The design of the entire building harkens innovation and progress, down to the way in which the bookshelves are arranged and configured. Adjaye discussed the concept of curved shelving rather than traditional parallel rows or books, intentionally shaping the floor plan to be more inviting to those who may not feel as comfortable in a traditional library setting. “We want people who come to the library to stay there and to see it as a kind of public living room.”

Adjaye displayed examples of curved bookshelves during Friday’s virtual master class.

“A public citizen can come have events, learn, be educated, edified,” said Adjaye. “[This is] going to become a model that will become more and more ubiquitous … What’s happening in Winter Park cannot be underestimated.”
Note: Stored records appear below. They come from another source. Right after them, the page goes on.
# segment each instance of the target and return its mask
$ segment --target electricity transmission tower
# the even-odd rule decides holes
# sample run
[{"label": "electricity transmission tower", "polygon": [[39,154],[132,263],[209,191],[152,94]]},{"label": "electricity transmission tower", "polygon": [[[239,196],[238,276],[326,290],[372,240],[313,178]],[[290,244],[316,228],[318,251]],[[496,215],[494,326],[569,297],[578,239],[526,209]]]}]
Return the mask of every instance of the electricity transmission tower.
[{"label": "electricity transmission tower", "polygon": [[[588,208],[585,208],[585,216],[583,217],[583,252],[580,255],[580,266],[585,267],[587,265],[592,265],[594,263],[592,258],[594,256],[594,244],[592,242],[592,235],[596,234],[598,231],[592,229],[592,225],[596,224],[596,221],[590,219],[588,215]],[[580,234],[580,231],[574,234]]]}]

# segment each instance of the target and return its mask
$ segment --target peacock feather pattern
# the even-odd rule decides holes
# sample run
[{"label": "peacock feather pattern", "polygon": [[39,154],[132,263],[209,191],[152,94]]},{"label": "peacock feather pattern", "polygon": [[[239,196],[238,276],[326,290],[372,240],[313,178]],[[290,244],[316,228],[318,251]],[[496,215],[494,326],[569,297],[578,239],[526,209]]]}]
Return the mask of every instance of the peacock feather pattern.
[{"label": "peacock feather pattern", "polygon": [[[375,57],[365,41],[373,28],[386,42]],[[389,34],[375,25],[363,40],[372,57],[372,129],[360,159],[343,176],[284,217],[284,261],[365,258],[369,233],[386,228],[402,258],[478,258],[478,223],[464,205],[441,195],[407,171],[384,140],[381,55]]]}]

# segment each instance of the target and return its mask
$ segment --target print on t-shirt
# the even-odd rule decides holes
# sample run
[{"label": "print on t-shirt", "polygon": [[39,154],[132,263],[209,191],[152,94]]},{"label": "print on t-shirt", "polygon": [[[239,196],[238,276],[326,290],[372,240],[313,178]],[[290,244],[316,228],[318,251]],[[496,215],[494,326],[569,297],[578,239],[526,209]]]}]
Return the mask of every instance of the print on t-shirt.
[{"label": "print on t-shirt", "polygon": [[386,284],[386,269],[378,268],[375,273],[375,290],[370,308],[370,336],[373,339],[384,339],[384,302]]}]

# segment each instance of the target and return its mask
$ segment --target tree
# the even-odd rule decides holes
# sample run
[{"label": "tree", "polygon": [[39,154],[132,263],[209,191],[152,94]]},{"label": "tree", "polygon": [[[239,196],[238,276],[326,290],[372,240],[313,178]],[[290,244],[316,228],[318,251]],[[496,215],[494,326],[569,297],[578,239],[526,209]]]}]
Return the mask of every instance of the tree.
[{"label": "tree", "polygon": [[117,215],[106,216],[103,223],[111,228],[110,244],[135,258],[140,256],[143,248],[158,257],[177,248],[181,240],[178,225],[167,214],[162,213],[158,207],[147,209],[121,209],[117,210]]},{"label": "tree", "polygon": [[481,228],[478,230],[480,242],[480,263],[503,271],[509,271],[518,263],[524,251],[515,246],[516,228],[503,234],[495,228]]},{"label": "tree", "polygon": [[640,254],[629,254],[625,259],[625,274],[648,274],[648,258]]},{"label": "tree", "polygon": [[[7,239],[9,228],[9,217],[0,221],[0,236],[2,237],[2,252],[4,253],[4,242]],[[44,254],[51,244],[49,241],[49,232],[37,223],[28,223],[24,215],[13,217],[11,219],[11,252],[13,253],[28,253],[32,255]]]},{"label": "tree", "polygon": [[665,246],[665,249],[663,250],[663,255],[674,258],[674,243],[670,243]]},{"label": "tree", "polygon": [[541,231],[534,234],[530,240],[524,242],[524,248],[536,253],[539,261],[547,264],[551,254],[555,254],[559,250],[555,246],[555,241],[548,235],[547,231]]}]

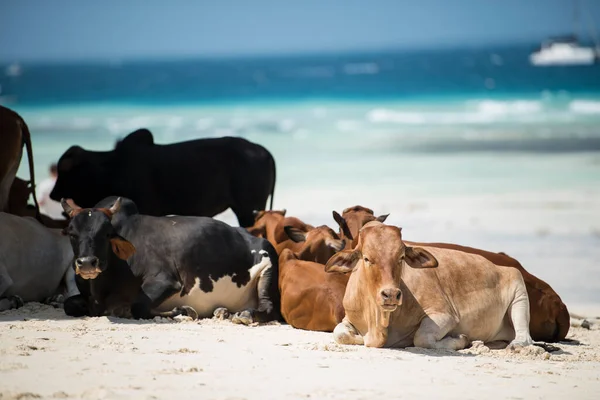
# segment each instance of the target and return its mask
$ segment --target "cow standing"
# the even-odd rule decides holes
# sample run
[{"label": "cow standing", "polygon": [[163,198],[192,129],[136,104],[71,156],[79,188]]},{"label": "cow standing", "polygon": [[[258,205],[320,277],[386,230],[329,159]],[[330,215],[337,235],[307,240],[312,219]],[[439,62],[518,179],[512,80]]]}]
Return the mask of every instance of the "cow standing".
[{"label": "cow standing", "polygon": [[10,188],[23,156],[23,145],[27,149],[33,202],[36,216],[39,216],[40,207],[35,195],[35,172],[29,128],[19,114],[9,108],[0,106],[0,211],[7,211]]}]

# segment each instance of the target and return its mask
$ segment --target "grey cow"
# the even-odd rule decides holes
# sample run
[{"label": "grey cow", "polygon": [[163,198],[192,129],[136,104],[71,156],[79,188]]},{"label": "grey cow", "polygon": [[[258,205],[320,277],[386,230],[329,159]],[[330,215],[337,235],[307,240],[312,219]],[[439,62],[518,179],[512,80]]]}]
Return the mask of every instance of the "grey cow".
[{"label": "grey cow", "polygon": [[59,229],[0,213],[0,311],[54,296],[62,279],[69,296],[79,294],[71,262],[71,244]]}]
The library and events center project has recently been the center of controversy among city leaders, with some commissioners voicing concerns about the investment. Last month, city leaders voted to continue construction on the project by a margin of three to two. The new library is set to open in 2021, according to WinterParkPublicLibrary.org.

Adjaye displayed renderings of the future Library and Events Center during Friday’s virtual master class.